Familie Bianco teilt sich in zwei Linien: Den Zweitnamen Activ tragen zehn Grundrisse der Größen 390, 445, 465 (2 x), 515 (2 x), 550 (2 x), 560 und 720; drei davon haben Etagenbetten. Charakteristisch für den Activ: die Truma-Combi-4- und -6- Heizungen mit integriertem Boiler (Alde-Warmwasserheizung serienmäßig beim riesigen Familienwagen 720 SKDW) und tendenziell mehr Stauraum. Die fünf Grundrisse des Bianco Selection 465 (2 x) 515 (2 x) und 550, davon zwei mit Stockbetten, gibt es im Activ nicht. In allen fünf Selection heizt die klassische S-Heizung.

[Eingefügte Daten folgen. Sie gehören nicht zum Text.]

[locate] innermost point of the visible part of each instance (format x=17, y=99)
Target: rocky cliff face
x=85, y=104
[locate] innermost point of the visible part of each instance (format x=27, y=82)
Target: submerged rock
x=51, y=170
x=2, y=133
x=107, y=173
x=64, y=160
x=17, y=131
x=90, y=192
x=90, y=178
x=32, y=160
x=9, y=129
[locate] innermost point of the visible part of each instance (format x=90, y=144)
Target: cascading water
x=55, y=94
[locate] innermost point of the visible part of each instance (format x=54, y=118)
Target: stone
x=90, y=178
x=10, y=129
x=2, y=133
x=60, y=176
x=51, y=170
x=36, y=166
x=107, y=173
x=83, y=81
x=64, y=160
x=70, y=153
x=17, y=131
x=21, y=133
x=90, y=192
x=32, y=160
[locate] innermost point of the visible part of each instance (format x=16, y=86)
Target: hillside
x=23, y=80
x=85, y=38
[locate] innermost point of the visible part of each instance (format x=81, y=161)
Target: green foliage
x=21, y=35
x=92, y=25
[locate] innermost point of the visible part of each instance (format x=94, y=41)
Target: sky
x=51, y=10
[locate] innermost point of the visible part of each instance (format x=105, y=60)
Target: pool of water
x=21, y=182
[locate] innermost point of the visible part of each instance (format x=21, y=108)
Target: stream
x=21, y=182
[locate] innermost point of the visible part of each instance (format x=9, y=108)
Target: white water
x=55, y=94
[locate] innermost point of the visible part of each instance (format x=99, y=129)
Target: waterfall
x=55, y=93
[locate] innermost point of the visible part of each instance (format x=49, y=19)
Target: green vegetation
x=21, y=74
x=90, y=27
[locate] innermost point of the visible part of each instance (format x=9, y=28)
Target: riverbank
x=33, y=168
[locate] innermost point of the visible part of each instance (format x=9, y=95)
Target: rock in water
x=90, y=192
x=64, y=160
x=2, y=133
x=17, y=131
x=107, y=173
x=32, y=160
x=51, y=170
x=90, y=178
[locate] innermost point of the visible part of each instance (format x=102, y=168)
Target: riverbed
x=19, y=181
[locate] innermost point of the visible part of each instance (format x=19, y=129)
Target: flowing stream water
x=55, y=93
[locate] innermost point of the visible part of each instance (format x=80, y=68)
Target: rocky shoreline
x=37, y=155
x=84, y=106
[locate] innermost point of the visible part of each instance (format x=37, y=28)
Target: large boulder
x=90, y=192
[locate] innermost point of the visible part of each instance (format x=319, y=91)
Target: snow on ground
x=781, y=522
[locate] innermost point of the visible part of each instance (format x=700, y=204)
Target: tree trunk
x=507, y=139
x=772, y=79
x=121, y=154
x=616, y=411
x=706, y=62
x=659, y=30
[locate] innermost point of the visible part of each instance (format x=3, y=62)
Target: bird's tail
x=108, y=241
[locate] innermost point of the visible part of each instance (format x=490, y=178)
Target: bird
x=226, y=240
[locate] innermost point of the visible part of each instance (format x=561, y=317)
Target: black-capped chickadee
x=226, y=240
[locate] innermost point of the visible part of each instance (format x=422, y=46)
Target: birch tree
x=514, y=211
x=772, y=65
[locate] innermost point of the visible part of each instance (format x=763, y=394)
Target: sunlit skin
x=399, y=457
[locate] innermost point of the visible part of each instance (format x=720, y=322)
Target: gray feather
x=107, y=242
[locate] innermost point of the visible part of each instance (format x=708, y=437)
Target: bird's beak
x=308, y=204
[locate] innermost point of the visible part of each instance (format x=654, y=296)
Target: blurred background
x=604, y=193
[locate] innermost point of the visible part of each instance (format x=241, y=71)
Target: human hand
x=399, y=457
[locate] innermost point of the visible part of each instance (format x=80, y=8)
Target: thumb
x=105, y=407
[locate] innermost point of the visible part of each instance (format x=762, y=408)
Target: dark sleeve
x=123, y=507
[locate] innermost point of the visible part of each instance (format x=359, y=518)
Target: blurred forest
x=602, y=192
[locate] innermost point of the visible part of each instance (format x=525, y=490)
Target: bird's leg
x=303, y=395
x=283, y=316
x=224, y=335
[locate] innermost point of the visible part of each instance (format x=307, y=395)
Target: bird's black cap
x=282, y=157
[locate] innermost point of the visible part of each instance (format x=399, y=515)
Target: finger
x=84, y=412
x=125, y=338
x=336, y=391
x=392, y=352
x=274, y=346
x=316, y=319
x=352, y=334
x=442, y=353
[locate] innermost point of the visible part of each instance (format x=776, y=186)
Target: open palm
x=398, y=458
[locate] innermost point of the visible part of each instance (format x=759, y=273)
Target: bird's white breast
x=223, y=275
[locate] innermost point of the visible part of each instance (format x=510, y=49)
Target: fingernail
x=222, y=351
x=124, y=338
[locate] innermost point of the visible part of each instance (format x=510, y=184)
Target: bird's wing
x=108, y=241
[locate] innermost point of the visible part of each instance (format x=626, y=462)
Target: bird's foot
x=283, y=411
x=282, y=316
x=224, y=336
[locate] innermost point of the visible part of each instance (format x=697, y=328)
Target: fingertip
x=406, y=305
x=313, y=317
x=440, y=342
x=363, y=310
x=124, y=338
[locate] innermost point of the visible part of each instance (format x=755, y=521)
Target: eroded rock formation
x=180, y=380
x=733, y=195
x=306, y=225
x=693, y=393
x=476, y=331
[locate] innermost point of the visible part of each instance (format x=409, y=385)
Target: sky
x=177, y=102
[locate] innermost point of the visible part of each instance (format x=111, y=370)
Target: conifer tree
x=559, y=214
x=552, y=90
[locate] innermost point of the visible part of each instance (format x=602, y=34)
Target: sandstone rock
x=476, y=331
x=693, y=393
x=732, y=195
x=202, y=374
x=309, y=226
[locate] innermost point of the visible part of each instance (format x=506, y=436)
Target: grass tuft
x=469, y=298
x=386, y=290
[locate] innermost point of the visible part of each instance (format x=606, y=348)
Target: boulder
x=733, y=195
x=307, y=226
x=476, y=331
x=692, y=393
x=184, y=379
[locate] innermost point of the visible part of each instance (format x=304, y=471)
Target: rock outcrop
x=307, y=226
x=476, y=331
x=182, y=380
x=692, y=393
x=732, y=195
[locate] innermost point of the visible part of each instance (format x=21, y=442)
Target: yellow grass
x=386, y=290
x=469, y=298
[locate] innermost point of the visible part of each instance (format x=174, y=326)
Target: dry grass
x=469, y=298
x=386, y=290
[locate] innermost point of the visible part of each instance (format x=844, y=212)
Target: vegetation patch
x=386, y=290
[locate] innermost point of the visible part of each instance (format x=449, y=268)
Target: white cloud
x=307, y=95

Möbeldesign und -dekore sowie die Polsterstoffe sind identisch.

Testurteil

(Maximal 5 Punkte möglich)

Wohnen: 3,9 Punkte

 Bequeme Serien-Matratze auf höherwertigem, verstellbarem Lattenrost.
 Straffe, hochwertige Polster auf der Sitzgruppe sorgen für guten Sitzkomfort.
 Viel Küchenstauraum und stabile Auszüge, schöner Herd, von innen und außen erreichbarer Kühlschrank.
 Geräumiges Bad mit funktionaler Dusche und viel Stauraum.
 Solider und akkurater Möbelbau.
 Relativ schmales Bett (1,37 Meter).
 Kein Platz für Kaffeemaschine in Küche.
 Möbelbau kommt nicht ohne sichtbare Verbinder aus.
 Wenig und zudem schlecht beleuchtete Spiegelfläche im Bad.

Beladen: 4,4 Punkte

 Frei nutzbarer Bettstauraum mit breiter Außenklappe.
 Variabler Kleider- und Wäscheschrank.
 Schuhklappe an Stirnseite des rechten Sitzstaukastens.
 Bereits leer hohe Stützlast, Montage von Deichselfahrradträger kritisch.
 Serien-Achse mit 1,7 Tonnen hat mit realistischer Zusatzausstattung wenig Zuladung.
 Nur offene Ablagen im Kühlschrankmöbel.

Fahren: 3,9 Punkte

 Sichere Fahreigenschaften, auch durch die hohe Grundstützlast.
 Hochwertige Markenreifen.
 Selbstnachstellende Bremsen und Stützrad mit (grob anzeigender) Waage serienmäßig.
 Bei maximaler Auflastung knappe Überlastreserven der Reifen.
 Elektronisches Stabilisierungssystem und Gasdruckregler mit Crashsensor nur gegen Aufpreis.

Technik: 3,4 Punkte

 Hervorragende Verarbeitung von Aufbau und Unterboden und des Mobiliars.
 Keine verletzungsträchtigen Stellen im Innenraum.
 Starke Heizung, gute Wintertauglichkeit.
 Aufbau mit herkömmlichen Materialien; kein hagelsicheres Dach in Serie.
 Combi-Heizung ohne Bordbatterie nicht autark betreibbar.
 Viel zu kleiner Serien-Frischwassertank, schlappe Innenbeleuchtung.

Preise & Service: 3,6 Punkte

 Prinzipiell attraktiver Grundpreis.
 Zwölf Jahre Dichtheitsgarantie.
 Ab Werk gibt’s alles, was man sich wünschen kann, ...
 ... aber für den Mover XT kommen noch die Einbaukosten beim Händler dazu.
 Ohne Optionen wie großer Wassertank funktioniert der 550 SD nicht richtig.

Fazit

Das Beste rausgeholt – Verarbeitung ist die große Stärke von Fendt. Nix knarrt, nix wackelt, alles funktioniert, wie es soll. Außerdem sammelt der 550 SD durch seine Zweckmäßigkeit Plus- und Sympathiepunkte. Wo es zählt, liefert er ab: bequeme Sitzpolster, dicke Matratze, großer Gaskasten und solide Tür, um nur einige zu nennen. Kritik ernten einige grundrissspezifische Details wie das schmale Bett. Der Test zeigt aber auch, dass dem Wagen wichtige Ausstattungen fehlen. Um das Paket stimmig zu machen, müssen etliche hundert Euro draufgelegt werden. Ehrlicher wäre es, mehr reinzupacken und den Grundpreis anzuheben. Dass Fendt auf althergebrachte Aufbaumaterialien setzt, verzeiht man angesichts der guten Verarbeitung.